S’il est logique de lier la durée de l’octroi d’une pension alimentaire à la durée du mariage, des circonstances exceptionnelles peuvent justifier que le juge soit amené à décider que la durée de l’octroi de la pension alimentaire après divorce soit supérieure à celle du mariage. Nous pensons, par exemple, à des époux qui se seraient mariés à 40 ans et qui divorceraient à 60 ans. Dans ce cas, on peut raisonnablement estimer qu’à 80 ans, le conjoint demandeur ne bénéficiera pas de revenus (notamment professionnels). Le Juge pourra dès lors estimer que les circonstances sont exceptionnelles de sorte qu’il augmentera le délai au-delà de la durée du mariage.
d. Exception : remariage du créancier d’aliments
L’article 301, § 10, du Code civil dispose que « la pension prend, en toute hypothèse, définitivement fin en cas de remariage du bénéficiaire de la pension ou au moment où ce dernier fait une déclaration de cohabitation légale, sauf convention contraire des parties.

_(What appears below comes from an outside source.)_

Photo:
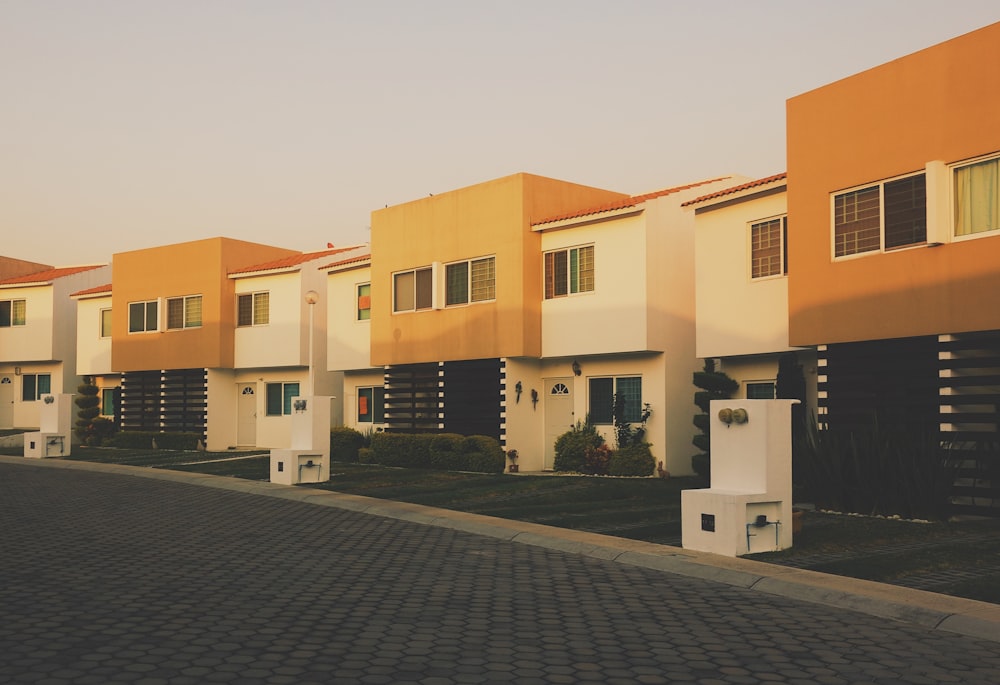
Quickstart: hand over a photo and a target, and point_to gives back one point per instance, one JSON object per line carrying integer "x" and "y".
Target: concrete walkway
{"x": 128, "y": 574}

Le juge peut mettre fin à la pension lorsque le bénéficiaire vit maritalement avec une autre personne ».
En d’autres termes, le droit à la pension alimentaire s’éteint dès que le conjoint demandeur se remarie ou fait une déclaration de cohabitation légale. S’il vit en concubinage (ce que le législateur appelle une « vie maritale »), ce sera au juge à apprécier s’il y a lieu de mettre fin à l’octroi de la pension alimentaire après divorce.